Guide to Portfolio Projects for Data Analysts

Dec 10

Portfolio projects are becoming more and more relevant as the field of data analytics matures and becomes more saturated. The field is becoming increasingly difficult for employers to navigate due to the number of certifications available (not to mention the varying amount of effort needed to acquire them). Considering all of this, portfolio projects are a fantastic way to stand out from the crowd and prove your skills.

But where do you start? Is the best route to scrape a bunch of data yourself using a custom Python script, spend the time to clean it and do some feature engineering, and then build a standalone app that an employer can play with?

Definitely not. Let me explain why.

Portfolio Projects have one of two distinct outcomes

Depending on where you are in your journey, a project should fully cover one of two use cases: learning or showing off your skills. While I’ve seen many people combine these two, I believe that does a disservice to both.

If it’s a learning project, you usually concentrate on one skill.

A great way to learn any skill is to combine structured learning, like a course, with a follow-up project to solidify the learning and expose any gaps in your knowledge. This is how I was taught math - a lecture and then a bunch of practice questions at the end. If I was confused then I could go back and spend more time learning that section. This has the additional effect of creating better connections between the knowledge and its application because you necessarily need to do both. Applying your knowledge makes it sink in better, increasing your retention.

Contrast this with a portfolio project you’re working on to try and land a job. In this scenario, you want to have a polished final product that you’re happy to show off. It should be brag-worthy just from looking at it.

Why shouldn’t these be the same project? Because a learning project should be messy and ugly. You should be trying things out and experimenting with different methods and ways of working with data. When you’ve learned how to do one specific thing, say building a bar chart, you don’t need to spend time making that look clean and pretty. I’ll go so far as to call that a waste of your time. Time that you could instead be spending on learning how to do another chart (as long as it isn’t a pie chart). A learning project that has 5 charts in it that are all functional and ugly is a great use of your time. That same project with only 1 beautiful chart is a waste of your time unless the skill you’re working on is making wonderful visualizations.

Projects to learn a skill

When learning a skill, projects are the bread and butter of learning. They force you to do everything yourself and they expose your knowledge gaps. They also put you in more of a real-world situation - you’re working with a dataset and need to transform it into your desired shape.

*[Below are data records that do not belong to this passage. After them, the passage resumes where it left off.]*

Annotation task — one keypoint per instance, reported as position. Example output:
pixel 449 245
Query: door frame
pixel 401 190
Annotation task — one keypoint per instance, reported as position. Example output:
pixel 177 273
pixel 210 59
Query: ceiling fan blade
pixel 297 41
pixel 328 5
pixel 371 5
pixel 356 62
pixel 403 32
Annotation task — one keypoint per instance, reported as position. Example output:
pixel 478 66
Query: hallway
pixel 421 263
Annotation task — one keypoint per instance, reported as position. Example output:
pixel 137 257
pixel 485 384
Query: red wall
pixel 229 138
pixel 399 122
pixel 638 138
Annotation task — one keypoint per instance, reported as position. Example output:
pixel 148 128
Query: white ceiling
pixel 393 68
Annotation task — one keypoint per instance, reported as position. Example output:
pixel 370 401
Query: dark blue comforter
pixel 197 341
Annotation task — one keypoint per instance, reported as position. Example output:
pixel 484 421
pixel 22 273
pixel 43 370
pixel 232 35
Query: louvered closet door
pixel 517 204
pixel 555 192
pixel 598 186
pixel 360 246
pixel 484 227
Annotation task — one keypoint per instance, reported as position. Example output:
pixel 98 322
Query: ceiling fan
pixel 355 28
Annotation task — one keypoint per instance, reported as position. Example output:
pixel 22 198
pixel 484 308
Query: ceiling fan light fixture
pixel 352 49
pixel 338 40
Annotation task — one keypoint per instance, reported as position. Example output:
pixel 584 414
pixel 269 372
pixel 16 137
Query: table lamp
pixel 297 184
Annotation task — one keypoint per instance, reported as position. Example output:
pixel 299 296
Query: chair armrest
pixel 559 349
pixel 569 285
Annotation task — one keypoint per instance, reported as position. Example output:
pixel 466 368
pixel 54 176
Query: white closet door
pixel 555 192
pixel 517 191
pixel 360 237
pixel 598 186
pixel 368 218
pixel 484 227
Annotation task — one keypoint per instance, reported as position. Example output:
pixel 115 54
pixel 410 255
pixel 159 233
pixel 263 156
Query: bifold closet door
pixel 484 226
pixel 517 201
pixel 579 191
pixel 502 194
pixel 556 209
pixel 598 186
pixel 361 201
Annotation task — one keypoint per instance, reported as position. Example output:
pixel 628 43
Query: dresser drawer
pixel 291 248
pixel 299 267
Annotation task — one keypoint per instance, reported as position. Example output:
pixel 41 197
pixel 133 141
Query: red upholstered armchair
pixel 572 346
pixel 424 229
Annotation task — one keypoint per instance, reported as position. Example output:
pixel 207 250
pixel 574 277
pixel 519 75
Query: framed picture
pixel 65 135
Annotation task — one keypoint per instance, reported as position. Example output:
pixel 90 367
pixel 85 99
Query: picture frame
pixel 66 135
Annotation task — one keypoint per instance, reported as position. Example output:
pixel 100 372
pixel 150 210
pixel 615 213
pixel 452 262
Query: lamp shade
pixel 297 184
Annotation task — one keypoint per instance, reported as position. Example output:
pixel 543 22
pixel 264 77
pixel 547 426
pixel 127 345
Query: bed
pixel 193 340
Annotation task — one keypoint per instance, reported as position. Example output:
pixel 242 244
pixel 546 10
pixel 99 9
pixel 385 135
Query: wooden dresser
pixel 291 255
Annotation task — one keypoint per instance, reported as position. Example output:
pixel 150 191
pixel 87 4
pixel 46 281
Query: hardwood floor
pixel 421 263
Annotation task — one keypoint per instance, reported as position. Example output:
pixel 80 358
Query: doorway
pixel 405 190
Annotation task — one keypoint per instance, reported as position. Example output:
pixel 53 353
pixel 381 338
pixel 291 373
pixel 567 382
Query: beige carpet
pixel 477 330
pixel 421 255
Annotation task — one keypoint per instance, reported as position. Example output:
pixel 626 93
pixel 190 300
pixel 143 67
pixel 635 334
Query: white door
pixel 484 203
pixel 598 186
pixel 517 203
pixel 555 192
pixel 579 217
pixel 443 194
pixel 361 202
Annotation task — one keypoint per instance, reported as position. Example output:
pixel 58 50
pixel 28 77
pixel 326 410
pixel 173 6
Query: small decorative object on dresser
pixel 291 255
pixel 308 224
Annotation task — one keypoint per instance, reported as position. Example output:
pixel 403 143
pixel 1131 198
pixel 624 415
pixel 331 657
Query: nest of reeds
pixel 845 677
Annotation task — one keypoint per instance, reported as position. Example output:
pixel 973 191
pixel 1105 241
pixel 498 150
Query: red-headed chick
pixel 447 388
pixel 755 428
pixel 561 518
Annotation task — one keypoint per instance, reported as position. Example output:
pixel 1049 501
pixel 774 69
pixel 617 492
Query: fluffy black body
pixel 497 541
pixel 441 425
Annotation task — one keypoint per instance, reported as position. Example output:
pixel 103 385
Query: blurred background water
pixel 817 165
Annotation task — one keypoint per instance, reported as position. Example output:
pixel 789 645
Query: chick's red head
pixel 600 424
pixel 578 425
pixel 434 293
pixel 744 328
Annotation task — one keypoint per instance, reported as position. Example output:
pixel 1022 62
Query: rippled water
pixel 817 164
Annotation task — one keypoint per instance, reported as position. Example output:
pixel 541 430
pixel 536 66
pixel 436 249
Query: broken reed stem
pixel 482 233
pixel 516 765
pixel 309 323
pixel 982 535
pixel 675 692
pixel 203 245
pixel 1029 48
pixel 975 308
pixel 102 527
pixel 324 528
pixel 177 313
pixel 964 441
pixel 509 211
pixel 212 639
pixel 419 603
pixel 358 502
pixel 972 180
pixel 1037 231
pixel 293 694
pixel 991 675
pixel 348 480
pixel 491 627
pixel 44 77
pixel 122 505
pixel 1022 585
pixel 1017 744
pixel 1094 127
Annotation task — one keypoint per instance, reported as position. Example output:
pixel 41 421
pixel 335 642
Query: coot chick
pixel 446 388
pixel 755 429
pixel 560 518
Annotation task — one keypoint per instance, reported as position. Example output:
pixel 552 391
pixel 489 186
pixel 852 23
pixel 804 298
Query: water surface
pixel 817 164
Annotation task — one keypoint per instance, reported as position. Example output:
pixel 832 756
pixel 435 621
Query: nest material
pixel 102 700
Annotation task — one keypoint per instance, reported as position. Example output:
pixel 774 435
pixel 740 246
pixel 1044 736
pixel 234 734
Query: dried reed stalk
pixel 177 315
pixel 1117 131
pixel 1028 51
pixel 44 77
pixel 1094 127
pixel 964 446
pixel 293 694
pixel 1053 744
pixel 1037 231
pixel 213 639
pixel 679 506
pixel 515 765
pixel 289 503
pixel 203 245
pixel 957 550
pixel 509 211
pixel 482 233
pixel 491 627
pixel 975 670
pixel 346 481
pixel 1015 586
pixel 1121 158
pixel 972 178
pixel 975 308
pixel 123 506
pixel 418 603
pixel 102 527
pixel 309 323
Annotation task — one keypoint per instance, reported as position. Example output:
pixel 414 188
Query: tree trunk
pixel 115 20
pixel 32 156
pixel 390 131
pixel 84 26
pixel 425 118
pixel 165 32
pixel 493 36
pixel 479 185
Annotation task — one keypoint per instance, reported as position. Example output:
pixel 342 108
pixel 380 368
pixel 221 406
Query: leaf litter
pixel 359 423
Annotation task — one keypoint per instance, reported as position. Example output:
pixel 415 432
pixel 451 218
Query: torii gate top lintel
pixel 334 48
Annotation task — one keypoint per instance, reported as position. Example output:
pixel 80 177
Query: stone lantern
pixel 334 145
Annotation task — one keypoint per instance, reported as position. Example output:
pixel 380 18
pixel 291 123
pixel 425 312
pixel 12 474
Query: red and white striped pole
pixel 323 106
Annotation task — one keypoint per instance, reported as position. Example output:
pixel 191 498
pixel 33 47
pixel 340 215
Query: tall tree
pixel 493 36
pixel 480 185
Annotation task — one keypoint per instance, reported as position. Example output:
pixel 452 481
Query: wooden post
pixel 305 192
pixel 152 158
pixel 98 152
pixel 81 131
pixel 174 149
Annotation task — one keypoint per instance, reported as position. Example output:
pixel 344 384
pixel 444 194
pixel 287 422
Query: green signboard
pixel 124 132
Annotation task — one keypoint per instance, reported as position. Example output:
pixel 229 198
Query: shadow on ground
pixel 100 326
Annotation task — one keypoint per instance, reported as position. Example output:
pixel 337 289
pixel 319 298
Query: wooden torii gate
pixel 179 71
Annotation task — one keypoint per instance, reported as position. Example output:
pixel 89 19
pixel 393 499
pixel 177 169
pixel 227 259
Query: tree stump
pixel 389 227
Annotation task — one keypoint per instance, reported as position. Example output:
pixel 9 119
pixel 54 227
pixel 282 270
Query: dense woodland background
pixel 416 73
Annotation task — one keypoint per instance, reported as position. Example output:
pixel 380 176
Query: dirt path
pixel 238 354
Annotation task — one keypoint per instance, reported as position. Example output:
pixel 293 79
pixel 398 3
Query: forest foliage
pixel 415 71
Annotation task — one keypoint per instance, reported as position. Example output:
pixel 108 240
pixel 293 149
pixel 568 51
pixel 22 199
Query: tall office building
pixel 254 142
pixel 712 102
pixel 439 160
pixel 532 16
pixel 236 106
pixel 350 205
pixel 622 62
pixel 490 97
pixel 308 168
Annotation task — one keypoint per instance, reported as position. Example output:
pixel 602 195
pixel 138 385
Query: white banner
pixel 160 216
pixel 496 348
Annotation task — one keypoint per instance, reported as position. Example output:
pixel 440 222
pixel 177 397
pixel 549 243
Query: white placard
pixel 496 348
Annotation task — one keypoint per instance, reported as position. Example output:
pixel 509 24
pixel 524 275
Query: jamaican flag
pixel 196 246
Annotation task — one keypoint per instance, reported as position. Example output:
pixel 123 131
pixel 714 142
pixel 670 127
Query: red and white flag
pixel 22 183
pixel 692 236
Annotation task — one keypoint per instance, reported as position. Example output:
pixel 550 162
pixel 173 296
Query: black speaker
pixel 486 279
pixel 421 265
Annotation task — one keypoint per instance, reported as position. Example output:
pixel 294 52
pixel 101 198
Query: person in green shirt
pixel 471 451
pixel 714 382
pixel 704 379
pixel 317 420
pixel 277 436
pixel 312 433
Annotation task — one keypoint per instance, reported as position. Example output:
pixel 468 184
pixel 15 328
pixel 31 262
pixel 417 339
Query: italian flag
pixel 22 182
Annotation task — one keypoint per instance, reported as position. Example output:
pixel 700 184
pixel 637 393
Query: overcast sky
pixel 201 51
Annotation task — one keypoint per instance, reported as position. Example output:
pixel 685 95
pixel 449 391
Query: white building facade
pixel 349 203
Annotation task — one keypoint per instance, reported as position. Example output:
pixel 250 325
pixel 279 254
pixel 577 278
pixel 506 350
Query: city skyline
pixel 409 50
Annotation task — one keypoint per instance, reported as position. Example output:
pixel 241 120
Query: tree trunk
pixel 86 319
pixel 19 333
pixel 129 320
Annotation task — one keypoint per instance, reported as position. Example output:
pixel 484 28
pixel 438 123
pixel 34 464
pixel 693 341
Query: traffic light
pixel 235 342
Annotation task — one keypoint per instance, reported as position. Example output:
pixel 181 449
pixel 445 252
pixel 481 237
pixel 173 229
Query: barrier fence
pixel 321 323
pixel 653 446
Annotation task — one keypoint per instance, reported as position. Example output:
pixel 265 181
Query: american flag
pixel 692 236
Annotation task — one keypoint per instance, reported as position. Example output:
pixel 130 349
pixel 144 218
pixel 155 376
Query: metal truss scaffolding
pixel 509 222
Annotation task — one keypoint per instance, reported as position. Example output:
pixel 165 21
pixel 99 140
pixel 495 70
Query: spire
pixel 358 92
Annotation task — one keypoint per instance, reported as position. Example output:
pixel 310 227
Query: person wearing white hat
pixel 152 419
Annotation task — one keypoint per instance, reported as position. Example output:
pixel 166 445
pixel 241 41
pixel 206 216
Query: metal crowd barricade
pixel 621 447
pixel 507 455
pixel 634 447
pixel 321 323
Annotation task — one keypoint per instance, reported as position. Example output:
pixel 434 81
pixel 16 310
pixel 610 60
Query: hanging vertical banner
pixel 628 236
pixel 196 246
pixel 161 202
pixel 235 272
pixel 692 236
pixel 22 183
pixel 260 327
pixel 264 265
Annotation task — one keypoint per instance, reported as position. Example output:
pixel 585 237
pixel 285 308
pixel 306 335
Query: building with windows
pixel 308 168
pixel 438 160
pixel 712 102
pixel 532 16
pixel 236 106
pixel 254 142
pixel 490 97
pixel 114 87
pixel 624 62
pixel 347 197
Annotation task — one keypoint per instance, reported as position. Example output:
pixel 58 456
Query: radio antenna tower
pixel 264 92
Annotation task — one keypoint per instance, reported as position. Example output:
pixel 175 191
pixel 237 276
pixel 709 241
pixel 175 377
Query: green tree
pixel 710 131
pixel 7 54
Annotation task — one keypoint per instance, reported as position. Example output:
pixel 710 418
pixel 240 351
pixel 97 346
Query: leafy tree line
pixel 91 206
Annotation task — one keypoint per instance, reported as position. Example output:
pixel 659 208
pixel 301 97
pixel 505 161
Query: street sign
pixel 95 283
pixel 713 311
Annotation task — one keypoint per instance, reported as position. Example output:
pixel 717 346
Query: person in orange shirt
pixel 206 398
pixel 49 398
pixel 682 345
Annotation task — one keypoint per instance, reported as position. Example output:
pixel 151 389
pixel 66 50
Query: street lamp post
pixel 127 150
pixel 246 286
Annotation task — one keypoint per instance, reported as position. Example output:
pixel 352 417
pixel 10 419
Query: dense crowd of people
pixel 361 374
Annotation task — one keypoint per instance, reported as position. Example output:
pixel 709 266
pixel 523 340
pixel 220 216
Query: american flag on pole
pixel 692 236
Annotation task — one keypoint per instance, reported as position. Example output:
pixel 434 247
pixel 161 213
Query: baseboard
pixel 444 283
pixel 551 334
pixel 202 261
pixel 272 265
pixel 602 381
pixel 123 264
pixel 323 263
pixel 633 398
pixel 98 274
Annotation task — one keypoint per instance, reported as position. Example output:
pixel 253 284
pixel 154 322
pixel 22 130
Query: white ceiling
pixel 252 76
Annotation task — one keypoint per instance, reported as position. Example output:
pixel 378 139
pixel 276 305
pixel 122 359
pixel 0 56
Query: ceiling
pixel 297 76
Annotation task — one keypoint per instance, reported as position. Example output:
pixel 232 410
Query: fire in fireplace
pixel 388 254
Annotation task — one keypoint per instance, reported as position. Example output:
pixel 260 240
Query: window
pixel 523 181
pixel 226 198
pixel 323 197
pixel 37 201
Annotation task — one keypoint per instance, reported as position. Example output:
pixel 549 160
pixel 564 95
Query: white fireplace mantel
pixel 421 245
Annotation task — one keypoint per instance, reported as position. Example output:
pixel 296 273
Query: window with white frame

I strongly believe that learning projects should only cover 1-2 skills at a time, maximum. When you try to incorporate more skills, you do one of two things:

1. You stay at the surface level with each skill and fail to fully understand it and learn more deeply.

2. You do a good job of going deep on learning and it takes you 6 months to do a single project.

I built massive projects early in my learning journey and I wish I could go back and shake myself.

When you work on a project this large it will also mean that you’re spreading a lot of your learning out. Once you have your data in the correct format, you likely won’t go back and touch data gathering and cleaning again. There’s a good chance that you’ll forget a lot of what you worked on and what you learned.

This follows similar logic to having ugly projects - making them beautiful is a skill. Unless you’re working on that skill, you can safely leave most of it out.

Projects to show off a skill

Similar to learning projects, those to show off your skills should only focus on 1-2 skills at a time. If you have 1 mega project that shows off your prowess with SQL, Tableau, Python, web scraping, and so on, then explaining it will be harder. You won’t be able to go as deep into the skill you worked on without extensive documentation. I’ve also found it harder to remember the details of how I built a project as it gets larger and more complex.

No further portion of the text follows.